After moving to Roush Fenway Racing for four years, McMurray, in his first race returning to the team, took his bright red No. 1 car into Victory Lane, the first and only time Ganassi captured a Daytona 500 win. McMurray went on to win the Brickyard 400 and another race at Charlotte Motor Speedway later in the year, with Montoya winning at Watkins Glen International.
The only other time Ganassi’s team, which reverted back to its original name in 2014, won four races in a year was in 2017, when Kyle Larson picked up four triumphs.
“Most people think of sports highlights as big wins,” Ganassi said, reflecting on some of the team’s triumphs. “Certainly, those are highlights, but there are a lot of highlights that I look back on like bringing some things to Nascar that maybe weren’t being employed at the time, whether it be particular ways of doing things or bringing some great sponsors to the sport and fresh names to the sport.
“We brought in some new drivers and I brought in some young drivers that went on to bigger and better things from time to time.”
Overall, Ganassi has won 20 Cup Series races in 20 years, with Larson, Marlin, McMurray, Kurt Busch and Montoya each winning for the team. Entering this weekend’s finale, he will have one more opportunity to go to the Winner’s Circle as a car owner with Busch and Ross Chastain behind the wheel of his Nos. 1 and 42 Chevrolets.

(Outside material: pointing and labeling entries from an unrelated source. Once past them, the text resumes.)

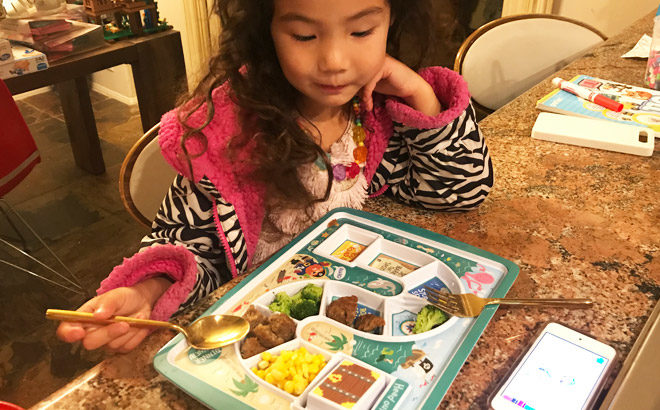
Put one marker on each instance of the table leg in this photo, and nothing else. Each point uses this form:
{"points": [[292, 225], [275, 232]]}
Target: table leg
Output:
{"points": [[160, 77], [80, 122]]}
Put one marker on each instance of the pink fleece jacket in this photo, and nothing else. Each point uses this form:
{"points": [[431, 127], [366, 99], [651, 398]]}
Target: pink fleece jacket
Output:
{"points": [[247, 198]]}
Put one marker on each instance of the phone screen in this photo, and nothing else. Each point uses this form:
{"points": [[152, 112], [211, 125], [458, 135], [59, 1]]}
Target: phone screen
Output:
{"points": [[557, 374]]}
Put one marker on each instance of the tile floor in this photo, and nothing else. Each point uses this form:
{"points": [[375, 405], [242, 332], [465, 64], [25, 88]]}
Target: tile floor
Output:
{"points": [[82, 218]]}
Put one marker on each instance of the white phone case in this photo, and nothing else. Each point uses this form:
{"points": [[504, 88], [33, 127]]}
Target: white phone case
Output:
{"points": [[594, 133]]}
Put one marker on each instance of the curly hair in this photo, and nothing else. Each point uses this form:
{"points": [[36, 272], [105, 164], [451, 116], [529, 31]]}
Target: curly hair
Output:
{"points": [[248, 62]]}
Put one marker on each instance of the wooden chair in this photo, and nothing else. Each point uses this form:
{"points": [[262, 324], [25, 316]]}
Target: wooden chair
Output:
{"points": [[144, 178], [504, 58]]}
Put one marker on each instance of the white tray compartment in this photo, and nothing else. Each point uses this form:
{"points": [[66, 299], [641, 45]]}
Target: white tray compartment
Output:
{"points": [[346, 233], [398, 255], [364, 401], [266, 312], [290, 289], [368, 299], [403, 312], [292, 345]]}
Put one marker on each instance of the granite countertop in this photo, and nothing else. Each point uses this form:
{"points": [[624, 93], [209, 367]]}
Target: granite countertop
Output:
{"points": [[579, 222]]}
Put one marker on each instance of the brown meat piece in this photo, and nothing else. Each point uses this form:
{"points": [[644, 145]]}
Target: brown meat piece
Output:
{"points": [[266, 336], [282, 325], [250, 347], [343, 310], [254, 317], [369, 322]]}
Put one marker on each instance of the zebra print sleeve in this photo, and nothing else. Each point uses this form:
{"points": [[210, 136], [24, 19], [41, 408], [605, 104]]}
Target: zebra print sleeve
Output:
{"points": [[446, 168], [185, 219]]}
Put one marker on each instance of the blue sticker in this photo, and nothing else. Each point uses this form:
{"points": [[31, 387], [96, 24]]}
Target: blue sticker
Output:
{"points": [[434, 283], [403, 323]]}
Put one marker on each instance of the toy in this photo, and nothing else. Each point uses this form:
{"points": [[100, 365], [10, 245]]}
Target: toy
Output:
{"points": [[124, 18]]}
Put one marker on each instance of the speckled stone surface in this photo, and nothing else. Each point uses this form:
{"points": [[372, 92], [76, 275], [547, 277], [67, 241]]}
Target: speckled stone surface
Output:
{"points": [[579, 222]]}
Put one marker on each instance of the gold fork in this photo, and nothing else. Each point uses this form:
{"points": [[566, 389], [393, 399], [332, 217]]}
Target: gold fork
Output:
{"points": [[469, 305]]}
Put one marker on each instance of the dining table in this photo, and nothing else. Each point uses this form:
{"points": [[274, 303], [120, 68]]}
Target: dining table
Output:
{"points": [[579, 222]]}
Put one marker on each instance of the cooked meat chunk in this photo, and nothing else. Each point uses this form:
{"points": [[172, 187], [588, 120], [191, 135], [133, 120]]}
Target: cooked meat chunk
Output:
{"points": [[250, 347], [369, 322], [266, 336], [254, 317], [282, 325], [343, 310]]}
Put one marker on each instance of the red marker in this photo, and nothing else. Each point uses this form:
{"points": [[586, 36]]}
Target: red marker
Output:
{"points": [[587, 94]]}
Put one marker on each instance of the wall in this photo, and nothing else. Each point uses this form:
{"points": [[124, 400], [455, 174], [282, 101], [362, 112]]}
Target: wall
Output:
{"points": [[608, 16]]}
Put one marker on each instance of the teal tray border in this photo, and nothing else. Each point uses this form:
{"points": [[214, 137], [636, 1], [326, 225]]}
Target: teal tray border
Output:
{"points": [[212, 396]]}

Ganassi worked with Sabates through his retirement in 2019, when the entrepreneur sold the majority of his stake in the team to Rob Kauffman. The team is well-known for having multiple season-long sponsors, including Target
Over the last handful of years, CGR has worked with companies such as Monster Energy, Credit One Bank, McDonald’s, Clover and more.
While the decision to shut the team down was unexpected, Ganassi is at peace. He is ready for the next chapter in his life, and he’s prepared to have an emotional goodbye in Phoenix.
“Obviously, you build a lot of great relationships over time and great friends who I think will transcend from me being in the pit lane with them every Sunday,” Ganassi said. “I’ll miss being with them and the relationships. I’ll miss some of the great racing and it’s still some of the greatest racing in the world. There are some things I won’t miss, but there are some things I’ll think about for sure.”
Before Ganassi hung up the phone, he added some advice not only for Marks, but for future owners of any race team.
“My message is if you’re a giver in the sport instead of a taker, you’ll have a rewarding experience,” Ganassi said. “I’m very proud of the fact I provided a livelihood for hundreds of people. That makes me very proud.
“I’m proud to be able to do that and proud to be a citizen of this country. I was given that opportunity because other people gave me an opportunity. That’s how I got here. The best thing I can do for other people is to give them an opportunity.”